Contrôles sociaux : ne pas étouffer la reprise

Lutte contre la fraude sociale. Si les contrôles doivent intervenir, c'est en limitant leur impact au strict nécessaire. En tout cas dans les PME.

Les PME font à nouveau l’objet de contrôles. Inopinés, inopportuns, trop nombreux. UCM interpelle les décideurs et rappelle sa position.

Le retour des beaux jours et la fin de la période COVID sont synonymes d’activité renouvelée pour de nombreuses entreprises. Il est important de ne pas saper ce redémarrage.

Trop de contrôle tue le contrôle

Selon nous c’est clair, il faut laisser les entreprises travailler dans toute la mesure du possible.

Si les contrôles doivent intervenir, c’est en limitant leur impact au strict nécessaire. En tout cas dans les PME.

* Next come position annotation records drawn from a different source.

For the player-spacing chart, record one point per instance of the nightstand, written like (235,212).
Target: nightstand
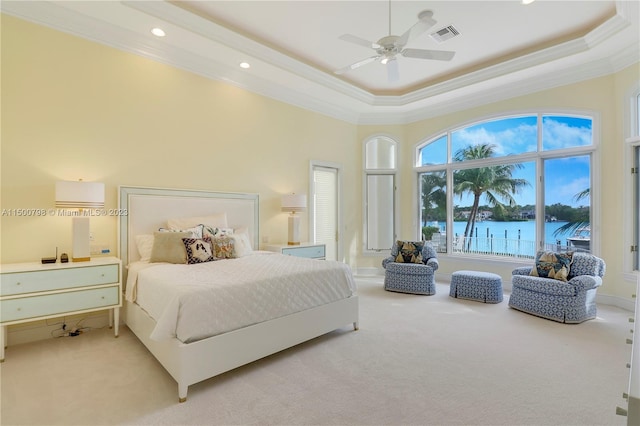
(36,291)
(308,250)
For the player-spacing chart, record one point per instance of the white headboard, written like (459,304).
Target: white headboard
(148,209)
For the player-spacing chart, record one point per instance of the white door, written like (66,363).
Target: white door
(325,208)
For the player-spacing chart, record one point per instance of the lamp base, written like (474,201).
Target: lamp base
(81,240)
(294,230)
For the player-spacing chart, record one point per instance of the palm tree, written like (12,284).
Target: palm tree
(572,227)
(494,182)
(434,197)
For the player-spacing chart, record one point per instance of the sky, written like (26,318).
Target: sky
(564,177)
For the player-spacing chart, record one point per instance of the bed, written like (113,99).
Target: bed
(192,354)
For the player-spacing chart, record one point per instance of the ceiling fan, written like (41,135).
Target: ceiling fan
(388,48)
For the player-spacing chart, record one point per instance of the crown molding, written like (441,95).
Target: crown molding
(296,83)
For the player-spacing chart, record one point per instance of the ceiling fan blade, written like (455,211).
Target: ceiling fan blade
(359,41)
(357,64)
(393,73)
(438,55)
(424,23)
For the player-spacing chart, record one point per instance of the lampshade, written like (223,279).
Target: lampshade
(79,195)
(294,202)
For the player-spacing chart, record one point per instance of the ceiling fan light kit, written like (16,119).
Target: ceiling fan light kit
(389,47)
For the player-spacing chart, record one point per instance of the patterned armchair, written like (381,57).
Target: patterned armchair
(571,301)
(411,270)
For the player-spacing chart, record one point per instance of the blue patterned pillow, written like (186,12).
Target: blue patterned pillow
(199,250)
(409,251)
(552,265)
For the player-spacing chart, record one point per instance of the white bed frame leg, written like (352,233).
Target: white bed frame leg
(182,392)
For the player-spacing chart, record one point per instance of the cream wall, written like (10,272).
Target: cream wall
(75,109)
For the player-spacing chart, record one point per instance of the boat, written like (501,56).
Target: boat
(581,239)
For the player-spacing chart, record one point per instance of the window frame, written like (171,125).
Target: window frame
(538,157)
(631,259)
(393,172)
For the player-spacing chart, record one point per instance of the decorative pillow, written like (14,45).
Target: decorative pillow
(215,221)
(211,231)
(223,248)
(199,250)
(196,231)
(552,265)
(409,251)
(144,243)
(168,247)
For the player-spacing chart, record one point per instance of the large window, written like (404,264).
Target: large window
(508,186)
(380,193)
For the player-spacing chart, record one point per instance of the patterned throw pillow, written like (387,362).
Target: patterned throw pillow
(199,250)
(409,251)
(552,265)
(223,248)
(168,247)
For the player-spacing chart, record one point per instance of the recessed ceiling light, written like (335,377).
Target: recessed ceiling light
(158,32)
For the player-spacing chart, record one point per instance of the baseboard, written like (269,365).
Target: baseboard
(51,328)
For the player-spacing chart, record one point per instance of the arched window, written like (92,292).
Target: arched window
(380,169)
(508,186)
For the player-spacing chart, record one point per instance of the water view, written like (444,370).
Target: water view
(515,239)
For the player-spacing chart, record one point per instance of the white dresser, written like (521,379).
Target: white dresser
(36,291)
(309,250)
(632,395)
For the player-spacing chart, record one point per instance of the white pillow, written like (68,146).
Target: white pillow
(242,244)
(215,221)
(144,243)
(196,231)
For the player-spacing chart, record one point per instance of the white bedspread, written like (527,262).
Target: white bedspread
(192,302)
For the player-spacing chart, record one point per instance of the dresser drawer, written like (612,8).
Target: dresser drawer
(313,252)
(57,279)
(59,303)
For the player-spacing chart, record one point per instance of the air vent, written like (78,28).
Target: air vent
(445,34)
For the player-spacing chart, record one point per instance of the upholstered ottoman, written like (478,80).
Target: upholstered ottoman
(475,285)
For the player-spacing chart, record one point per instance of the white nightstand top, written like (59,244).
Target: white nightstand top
(39,266)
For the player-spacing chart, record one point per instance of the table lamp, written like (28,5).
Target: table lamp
(294,203)
(80,195)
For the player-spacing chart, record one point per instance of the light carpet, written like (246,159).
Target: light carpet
(419,360)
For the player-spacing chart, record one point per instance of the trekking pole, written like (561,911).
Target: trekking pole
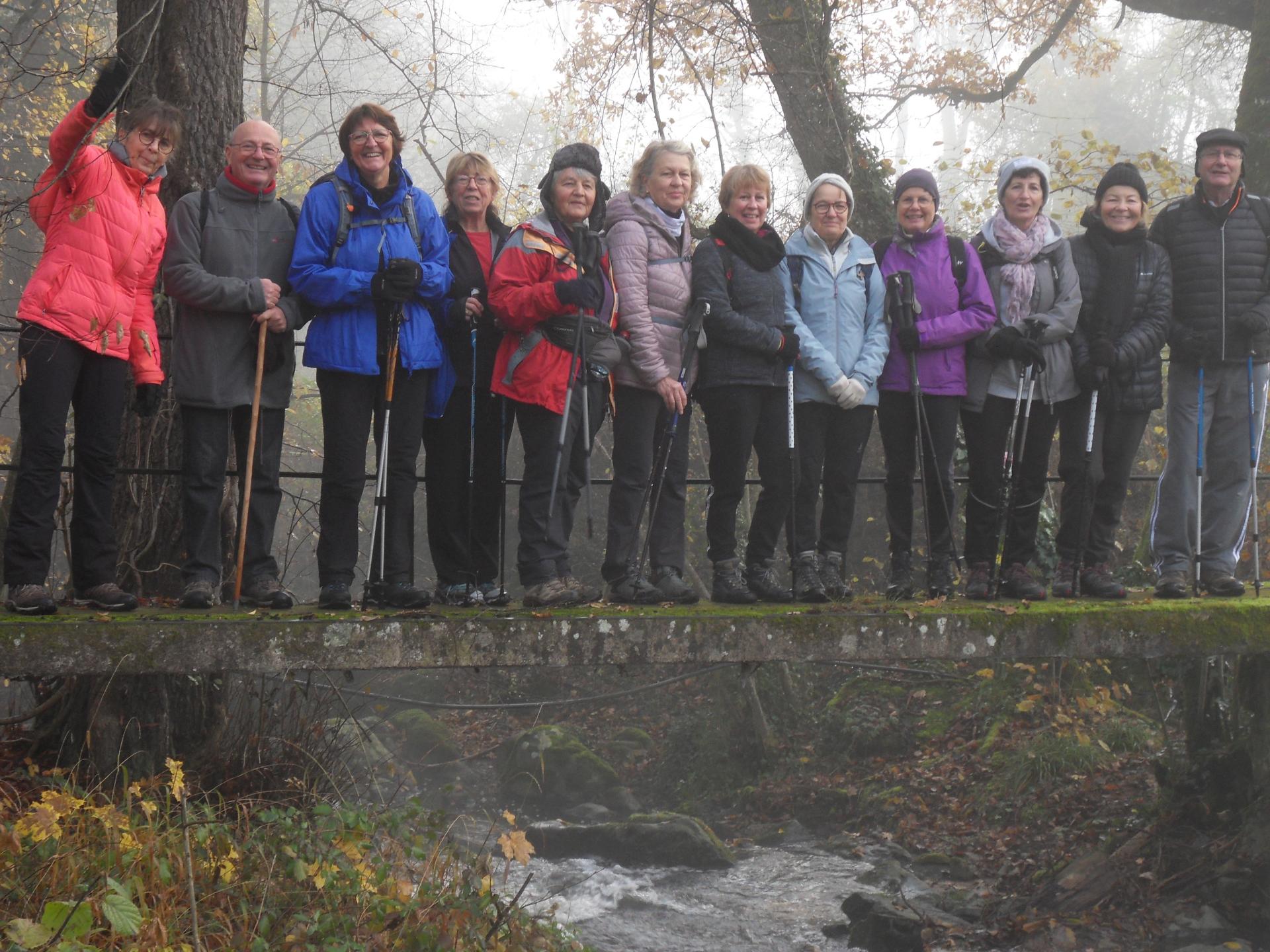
(251,460)
(1199,483)
(379,527)
(1254,454)
(472,457)
(666,442)
(1086,496)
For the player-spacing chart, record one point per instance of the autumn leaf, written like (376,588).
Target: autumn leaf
(516,847)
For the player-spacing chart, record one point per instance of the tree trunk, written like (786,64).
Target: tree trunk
(826,128)
(1254,114)
(192,56)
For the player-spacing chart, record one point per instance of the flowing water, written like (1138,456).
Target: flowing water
(773,900)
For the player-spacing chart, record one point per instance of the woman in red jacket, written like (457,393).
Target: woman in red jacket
(553,274)
(87,315)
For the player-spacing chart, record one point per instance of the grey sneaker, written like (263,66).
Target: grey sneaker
(198,594)
(267,592)
(31,600)
(553,592)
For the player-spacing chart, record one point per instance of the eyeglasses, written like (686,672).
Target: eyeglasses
(150,138)
(361,138)
(271,151)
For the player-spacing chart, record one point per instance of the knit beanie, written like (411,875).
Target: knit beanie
(917,178)
(1023,163)
(1220,138)
(828,178)
(578,155)
(1121,175)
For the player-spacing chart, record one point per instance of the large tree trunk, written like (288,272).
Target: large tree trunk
(192,58)
(826,128)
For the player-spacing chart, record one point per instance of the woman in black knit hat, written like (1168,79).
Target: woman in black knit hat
(1127,300)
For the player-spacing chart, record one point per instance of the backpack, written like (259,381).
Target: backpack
(346,215)
(956,257)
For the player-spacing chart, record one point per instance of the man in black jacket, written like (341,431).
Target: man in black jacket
(1217,243)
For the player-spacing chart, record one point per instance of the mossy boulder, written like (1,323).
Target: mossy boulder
(425,739)
(643,840)
(552,766)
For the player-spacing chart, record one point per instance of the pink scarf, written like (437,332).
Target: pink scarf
(1019,249)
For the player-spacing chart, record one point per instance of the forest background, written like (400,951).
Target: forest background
(865,89)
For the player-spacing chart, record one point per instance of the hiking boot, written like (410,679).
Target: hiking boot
(832,578)
(1064,576)
(108,597)
(494,596)
(267,592)
(978,582)
(1016,582)
(1174,584)
(335,596)
(673,588)
(198,593)
(1223,586)
(586,593)
(31,600)
(634,589)
(553,592)
(1097,582)
(761,579)
(900,586)
(398,594)
(807,580)
(730,586)
(939,576)
(460,594)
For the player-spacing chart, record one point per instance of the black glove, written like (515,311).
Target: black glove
(790,348)
(1103,352)
(1009,343)
(579,292)
(398,281)
(149,399)
(111,80)
(1091,377)
(910,340)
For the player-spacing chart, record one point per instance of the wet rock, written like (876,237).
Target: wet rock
(879,926)
(425,739)
(644,840)
(550,764)
(940,866)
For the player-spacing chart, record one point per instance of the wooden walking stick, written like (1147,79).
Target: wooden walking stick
(251,460)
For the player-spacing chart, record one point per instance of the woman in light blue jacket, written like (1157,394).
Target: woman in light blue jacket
(837,291)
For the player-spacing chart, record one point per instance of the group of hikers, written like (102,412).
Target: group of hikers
(450,329)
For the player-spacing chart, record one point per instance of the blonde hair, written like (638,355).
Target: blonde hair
(470,164)
(643,169)
(740,177)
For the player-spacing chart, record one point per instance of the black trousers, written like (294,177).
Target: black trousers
(831,446)
(1094,492)
(349,404)
(639,422)
(60,376)
(542,553)
(897,422)
(205,455)
(446,444)
(986,433)
(738,419)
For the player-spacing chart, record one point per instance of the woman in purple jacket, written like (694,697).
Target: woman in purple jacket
(955,305)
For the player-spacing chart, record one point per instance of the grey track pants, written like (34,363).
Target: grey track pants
(1227,471)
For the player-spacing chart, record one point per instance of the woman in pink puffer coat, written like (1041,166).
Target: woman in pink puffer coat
(650,240)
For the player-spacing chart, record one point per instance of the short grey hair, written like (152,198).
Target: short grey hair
(643,169)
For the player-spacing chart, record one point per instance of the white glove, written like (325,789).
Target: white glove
(853,394)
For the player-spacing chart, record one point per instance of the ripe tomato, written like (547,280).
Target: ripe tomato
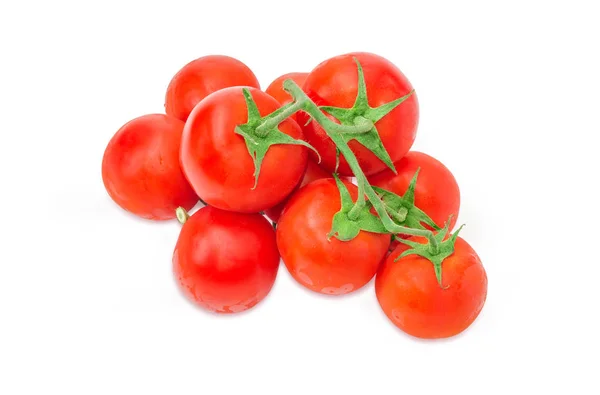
(201,77)
(327,266)
(436,191)
(216,161)
(141,171)
(226,262)
(276,87)
(335,83)
(413,300)
(313,172)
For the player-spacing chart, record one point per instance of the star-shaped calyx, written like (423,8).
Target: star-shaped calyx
(402,209)
(346,228)
(258,143)
(444,249)
(361,113)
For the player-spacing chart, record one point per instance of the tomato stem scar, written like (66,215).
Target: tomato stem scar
(182,215)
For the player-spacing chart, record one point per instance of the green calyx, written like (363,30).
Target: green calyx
(260,133)
(402,209)
(182,215)
(436,255)
(348,222)
(362,114)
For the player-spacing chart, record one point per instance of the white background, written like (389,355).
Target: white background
(509,97)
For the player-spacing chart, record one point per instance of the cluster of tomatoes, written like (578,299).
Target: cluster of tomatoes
(271,191)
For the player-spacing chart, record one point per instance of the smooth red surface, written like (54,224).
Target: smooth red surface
(335,83)
(226,262)
(201,77)
(140,168)
(275,89)
(313,172)
(218,165)
(436,193)
(411,297)
(327,266)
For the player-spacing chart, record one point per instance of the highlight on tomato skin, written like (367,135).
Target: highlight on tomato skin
(436,192)
(313,172)
(225,262)
(201,77)
(141,170)
(334,82)
(216,161)
(323,265)
(411,297)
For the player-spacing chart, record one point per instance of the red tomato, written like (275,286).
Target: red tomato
(436,191)
(216,161)
(141,171)
(276,87)
(201,77)
(226,262)
(327,266)
(313,172)
(413,300)
(335,83)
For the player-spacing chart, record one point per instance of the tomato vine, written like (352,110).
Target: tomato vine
(395,214)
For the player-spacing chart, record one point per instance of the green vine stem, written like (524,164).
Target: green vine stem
(335,132)
(182,215)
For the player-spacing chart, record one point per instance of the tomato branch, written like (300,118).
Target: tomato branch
(334,131)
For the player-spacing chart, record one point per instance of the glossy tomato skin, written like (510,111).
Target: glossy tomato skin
(201,77)
(226,262)
(313,172)
(276,90)
(436,192)
(327,266)
(334,82)
(409,294)
(216,161)
(141,171)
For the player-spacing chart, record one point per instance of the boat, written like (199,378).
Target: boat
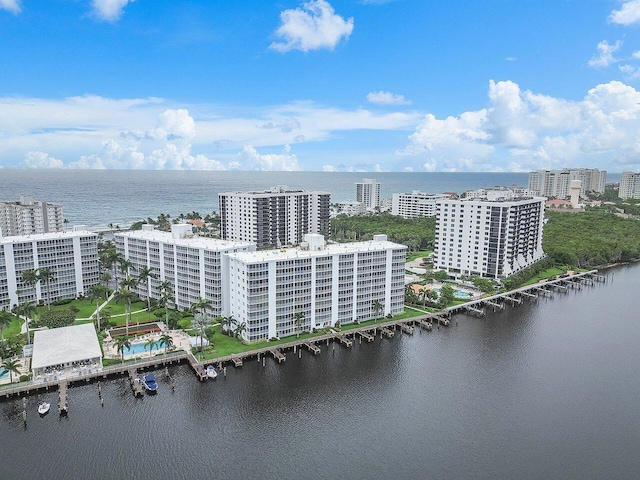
(43,408)
(149,382)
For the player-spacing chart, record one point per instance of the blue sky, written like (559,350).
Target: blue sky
(338,85)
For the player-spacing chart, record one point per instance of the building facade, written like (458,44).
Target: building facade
(368,193)
(629,185)
(493,236)
(557,183)
(193,266)
(415,204)
(29,217)
(275,217)
(72,257)
(326,284)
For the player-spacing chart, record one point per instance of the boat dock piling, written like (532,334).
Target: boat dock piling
(312,347)
(63,404)
(367,336)
(278,355)
(136,384)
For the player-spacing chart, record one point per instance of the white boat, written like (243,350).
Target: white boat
(43,408)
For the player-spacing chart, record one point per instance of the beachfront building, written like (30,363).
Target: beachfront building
(557,183)
(192,265)
(29,217)
(65,352)
(415,204)
(72,258)
(495,235)
(275,217)
(368,193)
(629,185)
(324,284)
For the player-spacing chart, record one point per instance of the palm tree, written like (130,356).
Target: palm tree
(47,275)
(28,310)
(298,319)
(96,293)
(165,291)
(201,305)
(11,366)
(240,329)
(121,344)
(377,308)
(200,321)
(145,275)
(229,323)
(151,343)
(126,295)
(165,341)
(5,321)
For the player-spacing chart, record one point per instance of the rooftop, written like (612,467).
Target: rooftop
(65,344)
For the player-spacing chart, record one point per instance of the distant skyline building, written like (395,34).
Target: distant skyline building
(72,257)
(277,217)
(629,185)
(415,204)
(324,283)
(557,183)
(368,193)
(494,236)
(28,217)
(192,265)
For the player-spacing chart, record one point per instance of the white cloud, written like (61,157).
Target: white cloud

UCM participe actuellement à la rédaction d’avis sur le nouveau plan fédéral de lutte contre la fraude sociale. Et se charge d’intégrer dans ces avis trois points fondamentaux :

  • La lutte contre la grande fraude sociale organisée, même si elle est certainement plus complexe à mener, est bien plus utile socialement et bien plus “rentable” économiquement que de s’attaquer “aux petits”. Il faut donc choisir ses cibles.
  • Les organismes de lutte contre la fraude le reconnaissent eux-mêmes : la quantité et la complexité des règles est source de problèmes, de façon encore plus prégnante dans les PME et TPE. En prendre conscience, c’est bien. Agir pour simplifier drastiquement les réglementations, c’est mieux !

Soyons de bon compte !

Il va de soi que les contrôles ne sont pas mauvais en soi. Au contraire, ils sont même une nécessité pour maintenir une saine concurrence entre les entrepreneurs qui respectent les règles, en mettant les autres hors d’état de nuire.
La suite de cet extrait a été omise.